CarLibrary.org - the Southward Car Museum Archive

April 24, 2016

Introduction

A Greenstone collection/archive for the Southward Car Museum was first made in 2012 based on an Excel file, provided by Southward, of the museum's 300+ pre-war and post-war cars and motorcycles.  Following standard Greenstone steps, this was converted to a CSV file and imported (exploded) into Greenstone.  Southward also sent about 200 photos, which were augmented with personal photos.  All were categorized in Greenstone with the standard Dublin Core metadata categories, plus author-created car-specific categories such as "car.make", "car.year", etc.

The archive was completed in December 2012 and not improved while other collections were created and the software category "collections management systems" (CMS) was investigated.  Based on lessons learned during reviews of CMS software, the archive is now improved with new digital archival techniques.  However, although these changes should improve searching and make adding new material closer to "best practices", an end-user will not notice much difference.  

These are the improvements to the Southward archive:

A. Object/Resource Numbering

B. Improved Metadata Use

C. Use of Embedded Metadata

D. Creating Captions and Car IDs Using Embedded Metadata

Section D describes using of the ExifTool to efficiently put metadata into a group of photos from an Excel spreadsheet (exported to a CSV file).  This should be tremendously useful for archives with many digital photos partly or poorly identified.

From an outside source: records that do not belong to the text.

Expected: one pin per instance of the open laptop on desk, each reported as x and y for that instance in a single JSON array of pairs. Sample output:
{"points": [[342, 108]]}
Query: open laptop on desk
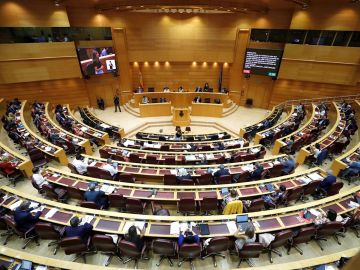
{"points": [[243, 222]]}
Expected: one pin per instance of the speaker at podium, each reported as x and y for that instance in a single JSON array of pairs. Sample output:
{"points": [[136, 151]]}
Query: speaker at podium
{"points": [[181, 117]]}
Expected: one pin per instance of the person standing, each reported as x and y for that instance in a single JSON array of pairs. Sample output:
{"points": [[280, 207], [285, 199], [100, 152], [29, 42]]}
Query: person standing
{"points": [[117, 103]]}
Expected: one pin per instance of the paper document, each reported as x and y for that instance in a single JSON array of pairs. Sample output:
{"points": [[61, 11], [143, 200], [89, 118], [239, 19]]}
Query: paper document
{"points": [[15, 205], [231, 226], [51, 213]]}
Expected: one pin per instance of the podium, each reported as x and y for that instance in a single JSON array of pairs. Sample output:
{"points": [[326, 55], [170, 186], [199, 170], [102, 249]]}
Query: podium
{"points": [[181, 117]]}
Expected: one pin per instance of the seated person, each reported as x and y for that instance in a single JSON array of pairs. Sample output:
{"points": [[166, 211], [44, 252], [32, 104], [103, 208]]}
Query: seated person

A. Object/Resource Numbering

The initial list of Southward cars in the archive used a simple numbering scheme - the first Southward vehicle was "A001", the next one was "A002", etc.  Motorcycles used a similar "M001, etc. numbering pattern.  Museum and archives practices recommend  an "accession number", which should be in the first section the year an object enters the collection, and then serialized for each object entering the collection after that.  Multiple objects entering in a group would get a third digit. 

The first Southward car was built in 1895 is now assigned "1895.001".  This does not reflect when the cars actually "entered the collection", but this combination of year and serial number seems to be a practical approach.  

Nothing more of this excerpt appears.